Our final task is to track the random movement of a single particle over time. We already have the tools to isolate a particle and determine its coordinates. All that’s left is to store those coordinates for a series of points in time.
To do this, we’ll first create arrays to store the coordinates. Then we’ll repeat our segmentation process for a sequence of frames, storing the coordinates as we go.

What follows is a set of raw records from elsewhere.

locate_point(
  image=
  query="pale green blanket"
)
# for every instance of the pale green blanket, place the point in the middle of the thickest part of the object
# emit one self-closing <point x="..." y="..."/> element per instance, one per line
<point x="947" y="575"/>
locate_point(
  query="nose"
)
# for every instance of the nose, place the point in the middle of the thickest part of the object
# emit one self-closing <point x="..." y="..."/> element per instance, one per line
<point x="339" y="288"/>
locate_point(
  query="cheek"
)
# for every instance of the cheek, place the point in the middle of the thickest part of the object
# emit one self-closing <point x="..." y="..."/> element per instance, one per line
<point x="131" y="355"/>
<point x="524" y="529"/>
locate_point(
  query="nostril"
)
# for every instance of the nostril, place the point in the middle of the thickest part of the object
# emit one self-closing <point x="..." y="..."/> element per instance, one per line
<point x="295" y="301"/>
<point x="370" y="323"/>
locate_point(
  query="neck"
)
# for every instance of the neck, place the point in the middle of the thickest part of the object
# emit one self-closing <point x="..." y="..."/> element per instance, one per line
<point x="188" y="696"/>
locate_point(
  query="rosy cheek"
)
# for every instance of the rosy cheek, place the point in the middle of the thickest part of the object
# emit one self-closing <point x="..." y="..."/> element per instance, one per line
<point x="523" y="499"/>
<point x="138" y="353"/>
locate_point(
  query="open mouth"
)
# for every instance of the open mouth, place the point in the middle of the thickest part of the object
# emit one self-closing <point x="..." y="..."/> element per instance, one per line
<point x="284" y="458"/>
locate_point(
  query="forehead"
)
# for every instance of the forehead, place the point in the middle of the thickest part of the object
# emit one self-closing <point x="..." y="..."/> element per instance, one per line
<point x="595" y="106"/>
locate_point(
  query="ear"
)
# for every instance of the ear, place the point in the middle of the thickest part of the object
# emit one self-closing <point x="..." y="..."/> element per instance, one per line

Edit the code below to complete the task
num_frames = 20
# Create arrays for storing blob coordinates
x_pos_array = np.zeros(num_frames)
y_pos_array = np.zeros(num_frames)
for i in range(num_frames):
f = data[i, y_min:y_max, x_min:x_max]
# Add code to obtain the x and y coordinates of the largest particle in the current frame here
# ...
# Store the current coordinates in the corresponding position
x_pos_array[i] = x_pos
y_pos_array[i] = y_pos
If all goes well, you should have two arrays containing the x and y (or column and row) coordinates as the particle as it moves through time. We can plot those coordinates as a single trajectory:
You can recreate the figure above using the following code:
plt.figure(figsize=(5,5))
ax = plt.gca()
plt.plot(x_pos_array, y_pos_array)
plt.xlim(0, x_max-x_min)
plt.ylim(0, y_max-y_min)
ax.invert_yaxis()
ax.set_aspect('equal')
Exercise¶
Choose another particle in the video and repeat the steps above to track its movement.